The susu-super saver
This simple saving strategy goes by different names in different communities, but the method is the same. Members of a “susu” contribute a fixed amount each week or month for a certain period (e.g. $200 a month for 10 months). At regular intervals, one member gets a specified payout in cash. .
Case in point: Laverne, a single mother in her 50s, has participated in over a dozen susus over the last 20 years. Right now she’s in a 26-week susu in which each member will get $7,000.
Pros: Although the amounts are small, usually under $10,000, a disciplined saver could participate in several susus to fund a down payment.
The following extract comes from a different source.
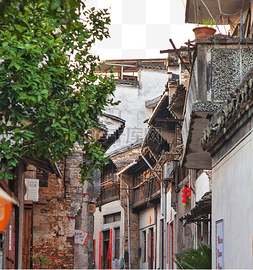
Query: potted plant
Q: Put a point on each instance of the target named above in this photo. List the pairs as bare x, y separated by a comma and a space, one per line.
204, 31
Cons: Only communal pressure and the honor system ensure that everyone gets their turn (and that folks don’t default). And your money doesn’t earn interest.
But wait, there’s more
In the course of excavating all these options, I came across a wide array of federal, state and local programs designed to help first-time buyers and low-income buyers purchase a home. For example, you may be able to borrow from your 401(k) or take money from an IRA (you escape the 10% early withdrawal penalty, but not income taxes). The Federal Home Loan Bank sponsors programs that match savings, $3 for every $1 put aside. There are loan subsidies for buyers in rural areas and in inner cities, too.